Final Configuration Summary

Server Side

  • Ollama runs on a remote Linux machine
  • Model: qwen3.5:9b
  • Ollama listens on: 127.0.0.1:11434
  • Tailscale Serve endpoint: https://<your-tailnet-node>.ts.net

Extension Side

  • API URL:
https://<your-tailnet-node>.ts.net/v1/chat/completions
  • Model:
qwen3.5:9b
  • Disable thinking:
"modelsOverrides": [
  {
    "models": ["qwen3.5:9b"],
    "bodyConfigs": {
      "think": false
    }
  }
]

Conclusion

This was not really about “how to make a model run.” It was about how to make a browser extension talk to a remotely hosted local-model service in a way that is stable, low-latency, and maintainable.

The hard part turned out not to be the model itself, but browser security rules, API compatibility, and deployment shape.

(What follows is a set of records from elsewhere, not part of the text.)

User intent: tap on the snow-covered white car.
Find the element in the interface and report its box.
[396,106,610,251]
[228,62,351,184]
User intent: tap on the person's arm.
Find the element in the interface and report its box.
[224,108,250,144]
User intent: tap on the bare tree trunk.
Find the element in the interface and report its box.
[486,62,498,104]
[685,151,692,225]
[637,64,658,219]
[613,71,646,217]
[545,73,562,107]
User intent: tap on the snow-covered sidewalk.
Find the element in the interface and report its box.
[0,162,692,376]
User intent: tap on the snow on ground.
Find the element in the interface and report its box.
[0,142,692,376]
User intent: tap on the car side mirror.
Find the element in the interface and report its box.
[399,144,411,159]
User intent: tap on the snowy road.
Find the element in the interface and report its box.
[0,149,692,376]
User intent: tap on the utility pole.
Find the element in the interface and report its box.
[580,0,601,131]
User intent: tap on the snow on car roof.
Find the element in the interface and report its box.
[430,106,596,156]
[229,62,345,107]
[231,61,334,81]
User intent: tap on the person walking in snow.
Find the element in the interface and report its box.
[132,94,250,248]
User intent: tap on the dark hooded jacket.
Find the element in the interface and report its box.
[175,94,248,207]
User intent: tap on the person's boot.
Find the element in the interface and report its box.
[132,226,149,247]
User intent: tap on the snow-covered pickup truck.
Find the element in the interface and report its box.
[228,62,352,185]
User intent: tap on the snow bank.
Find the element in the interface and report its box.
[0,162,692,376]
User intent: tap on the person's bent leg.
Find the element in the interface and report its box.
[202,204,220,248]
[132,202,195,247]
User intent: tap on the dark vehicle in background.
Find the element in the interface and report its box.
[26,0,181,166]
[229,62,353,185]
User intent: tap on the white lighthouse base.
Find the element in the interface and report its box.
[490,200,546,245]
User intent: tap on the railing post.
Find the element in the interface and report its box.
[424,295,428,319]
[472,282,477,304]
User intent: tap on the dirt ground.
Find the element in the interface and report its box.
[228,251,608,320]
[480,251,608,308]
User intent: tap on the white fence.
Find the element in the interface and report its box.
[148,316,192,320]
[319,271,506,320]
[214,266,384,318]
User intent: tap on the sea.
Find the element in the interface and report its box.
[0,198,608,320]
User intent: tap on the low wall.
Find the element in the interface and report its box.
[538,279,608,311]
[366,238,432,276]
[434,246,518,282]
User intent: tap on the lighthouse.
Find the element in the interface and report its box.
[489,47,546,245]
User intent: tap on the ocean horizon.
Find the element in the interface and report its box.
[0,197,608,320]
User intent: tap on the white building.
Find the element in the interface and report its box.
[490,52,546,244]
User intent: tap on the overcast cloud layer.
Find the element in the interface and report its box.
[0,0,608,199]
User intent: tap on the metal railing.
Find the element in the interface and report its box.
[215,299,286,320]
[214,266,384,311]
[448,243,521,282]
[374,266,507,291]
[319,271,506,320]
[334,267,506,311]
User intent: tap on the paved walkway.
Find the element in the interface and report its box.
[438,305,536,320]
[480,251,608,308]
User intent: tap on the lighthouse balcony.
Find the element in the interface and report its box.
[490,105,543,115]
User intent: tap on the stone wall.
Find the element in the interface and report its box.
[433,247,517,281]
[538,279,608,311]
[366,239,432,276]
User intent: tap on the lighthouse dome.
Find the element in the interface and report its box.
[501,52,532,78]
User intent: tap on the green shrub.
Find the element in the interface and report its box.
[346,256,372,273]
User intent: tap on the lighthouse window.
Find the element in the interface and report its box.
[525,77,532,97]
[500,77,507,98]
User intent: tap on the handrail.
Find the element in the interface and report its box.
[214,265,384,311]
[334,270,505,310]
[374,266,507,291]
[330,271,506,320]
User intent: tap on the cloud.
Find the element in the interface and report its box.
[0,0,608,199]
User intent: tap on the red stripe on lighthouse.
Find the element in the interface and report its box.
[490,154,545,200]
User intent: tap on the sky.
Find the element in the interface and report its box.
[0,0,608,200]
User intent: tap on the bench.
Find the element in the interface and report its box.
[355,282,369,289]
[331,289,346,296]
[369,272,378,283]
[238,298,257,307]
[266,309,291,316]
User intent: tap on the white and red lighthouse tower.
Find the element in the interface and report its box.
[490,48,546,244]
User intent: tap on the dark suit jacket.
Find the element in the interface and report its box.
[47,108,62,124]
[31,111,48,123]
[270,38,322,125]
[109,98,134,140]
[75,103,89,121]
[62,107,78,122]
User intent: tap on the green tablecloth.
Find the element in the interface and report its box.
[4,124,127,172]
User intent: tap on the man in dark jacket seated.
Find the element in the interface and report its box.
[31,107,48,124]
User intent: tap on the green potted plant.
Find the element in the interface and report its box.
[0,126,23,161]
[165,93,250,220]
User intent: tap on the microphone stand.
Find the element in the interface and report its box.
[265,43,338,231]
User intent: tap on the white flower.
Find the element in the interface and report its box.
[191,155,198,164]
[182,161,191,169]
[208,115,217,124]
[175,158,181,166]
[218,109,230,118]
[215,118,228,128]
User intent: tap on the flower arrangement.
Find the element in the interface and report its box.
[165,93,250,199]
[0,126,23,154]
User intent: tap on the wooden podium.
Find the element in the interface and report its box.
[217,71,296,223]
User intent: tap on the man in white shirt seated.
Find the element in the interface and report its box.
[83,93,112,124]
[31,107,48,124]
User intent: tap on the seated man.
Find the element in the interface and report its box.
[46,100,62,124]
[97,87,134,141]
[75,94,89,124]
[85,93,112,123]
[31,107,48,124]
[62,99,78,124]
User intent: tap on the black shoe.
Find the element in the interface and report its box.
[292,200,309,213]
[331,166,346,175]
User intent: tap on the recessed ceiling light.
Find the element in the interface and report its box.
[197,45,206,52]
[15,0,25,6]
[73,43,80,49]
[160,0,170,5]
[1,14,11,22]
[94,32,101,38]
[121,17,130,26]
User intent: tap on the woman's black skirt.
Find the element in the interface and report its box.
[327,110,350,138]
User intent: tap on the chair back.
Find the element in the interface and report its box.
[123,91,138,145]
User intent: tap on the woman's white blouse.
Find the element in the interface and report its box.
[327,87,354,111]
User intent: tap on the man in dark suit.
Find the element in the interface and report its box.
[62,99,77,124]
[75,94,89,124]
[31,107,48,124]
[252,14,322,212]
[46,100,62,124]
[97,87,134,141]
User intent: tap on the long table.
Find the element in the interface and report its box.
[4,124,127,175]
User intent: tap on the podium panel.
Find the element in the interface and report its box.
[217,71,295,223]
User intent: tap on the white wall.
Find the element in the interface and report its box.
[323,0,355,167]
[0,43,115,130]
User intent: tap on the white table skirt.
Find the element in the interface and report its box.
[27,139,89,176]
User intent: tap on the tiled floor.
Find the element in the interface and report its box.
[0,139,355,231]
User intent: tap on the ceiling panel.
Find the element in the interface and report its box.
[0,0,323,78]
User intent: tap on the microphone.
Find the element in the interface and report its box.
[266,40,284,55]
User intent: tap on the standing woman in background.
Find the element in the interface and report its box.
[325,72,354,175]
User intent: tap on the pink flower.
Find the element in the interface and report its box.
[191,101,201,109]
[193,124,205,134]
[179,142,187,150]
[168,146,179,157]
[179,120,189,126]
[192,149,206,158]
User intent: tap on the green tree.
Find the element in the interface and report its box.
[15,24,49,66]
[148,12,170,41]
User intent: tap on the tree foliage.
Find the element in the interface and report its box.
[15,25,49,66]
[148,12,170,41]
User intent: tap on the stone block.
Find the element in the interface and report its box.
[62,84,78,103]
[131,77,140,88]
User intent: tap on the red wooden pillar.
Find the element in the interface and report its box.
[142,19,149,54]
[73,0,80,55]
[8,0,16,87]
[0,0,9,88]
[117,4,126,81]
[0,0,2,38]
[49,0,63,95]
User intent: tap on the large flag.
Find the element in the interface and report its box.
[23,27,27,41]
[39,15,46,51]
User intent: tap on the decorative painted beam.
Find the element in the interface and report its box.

The final choice, Tailscale + HTTPS + domain + localhost-bound Ollama, worked well because it provided:

  • Stability
  • Better security
  • No raw LAN port exposure
  • Better browser compatibility
  • Lower maintenance overhead

If I had to do the same kind of setup again for a browser extension talking to a home or remote LLM server, I would start with this architecture instead of exposing a private IP first and fixing issues one by one.